Mark Yuasa covers fishing and outdoors in the Pacific Northwest.

October 31, 2014 at 8:13 AM

Baker Lake sockeye fisheries topic of public workshop this Saturday in Mill Creek

7777251970_d1f76b40b5State Fish and Wildlife is hosting a Baker Lake sockeye workshop Saturday, Nov. 1 from 10 a.m. to noon at the Mill Creek regional office, 16018 Mill Creek Blvd.

Recreational anglers want to ensure the summer sockeye catch opportunities between the sport and tribes remains fair.

“Sport anglers fishing Baker Lake for sockeye this summer were very disappointed with the inequity in the 2014 harvest of Baker sockeye as it now appears that the tribal harvest share may have approached 80 percent,” said Frank Urabeck, a sport fishing advocate from Bonney Lake. “Preliminary data suggests that the tribes harvested 12,000 to 13,000 sockeye with the recreational harvest being in the range of only 3,000 to 4,000.”

The pre-season forecast was 35,377 sockeye, but the actual run estimate is expected to have come in near 27,000.

“This is the second year in row that the pre-season estimate of the Baker sockeye run was much too high, resulting in another harvest inequity because the lake anglers are the last in line to fish for the sockeye.,” Urabeck said. As sockeye not harvested in Skagit River tribal fisheries enter the Baker River trap at Concrete, an in-season update of the run estimate can be made while it is still possible to make adjustments in fisheries.”

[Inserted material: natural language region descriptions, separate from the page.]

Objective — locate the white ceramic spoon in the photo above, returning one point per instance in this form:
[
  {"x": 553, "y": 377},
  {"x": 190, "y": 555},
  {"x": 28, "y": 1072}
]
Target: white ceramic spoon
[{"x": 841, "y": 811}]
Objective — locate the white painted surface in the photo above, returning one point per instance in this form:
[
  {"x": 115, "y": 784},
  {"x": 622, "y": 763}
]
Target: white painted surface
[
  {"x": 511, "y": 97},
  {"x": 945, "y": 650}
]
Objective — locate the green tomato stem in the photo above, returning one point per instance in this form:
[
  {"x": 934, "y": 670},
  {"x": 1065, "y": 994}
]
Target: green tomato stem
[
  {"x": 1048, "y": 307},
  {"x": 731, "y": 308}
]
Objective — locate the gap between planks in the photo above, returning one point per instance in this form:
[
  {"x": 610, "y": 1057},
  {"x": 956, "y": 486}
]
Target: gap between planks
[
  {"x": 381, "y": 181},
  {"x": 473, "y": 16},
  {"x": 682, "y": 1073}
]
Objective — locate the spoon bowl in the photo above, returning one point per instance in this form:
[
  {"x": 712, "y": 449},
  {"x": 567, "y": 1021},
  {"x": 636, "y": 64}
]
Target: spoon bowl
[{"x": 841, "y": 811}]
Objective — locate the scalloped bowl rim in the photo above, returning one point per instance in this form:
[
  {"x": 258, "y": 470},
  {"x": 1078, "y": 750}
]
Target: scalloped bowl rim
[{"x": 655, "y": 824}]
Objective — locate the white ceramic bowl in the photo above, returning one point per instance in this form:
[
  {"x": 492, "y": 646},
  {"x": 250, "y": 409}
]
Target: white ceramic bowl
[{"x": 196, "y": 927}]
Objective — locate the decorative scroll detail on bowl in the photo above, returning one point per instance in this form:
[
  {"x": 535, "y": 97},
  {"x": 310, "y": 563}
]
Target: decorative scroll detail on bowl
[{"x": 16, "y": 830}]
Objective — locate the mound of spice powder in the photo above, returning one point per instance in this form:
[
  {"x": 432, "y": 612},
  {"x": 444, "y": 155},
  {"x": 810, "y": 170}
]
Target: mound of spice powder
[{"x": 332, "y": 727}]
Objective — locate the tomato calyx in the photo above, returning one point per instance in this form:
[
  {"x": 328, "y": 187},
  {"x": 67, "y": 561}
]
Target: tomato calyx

Tribal harvest numbers are available relatively soon after each of their fisheries, according to Urabeck, but no in-season run update was made this year until it was too late to avoid the overharvest of sockeye by the tribes.

Some ideas include a buffer in the pre-season run estimate could mitigate the problem to large degree with last minute adjustments made in both tribal and sport harvests in either direction based on a timely in-season run update.

The workshop will allow the public to help the department develop a better harvest management model that would still allow the tribes to get their fair share of the harvest, but also provide more equitable sharing by the sports.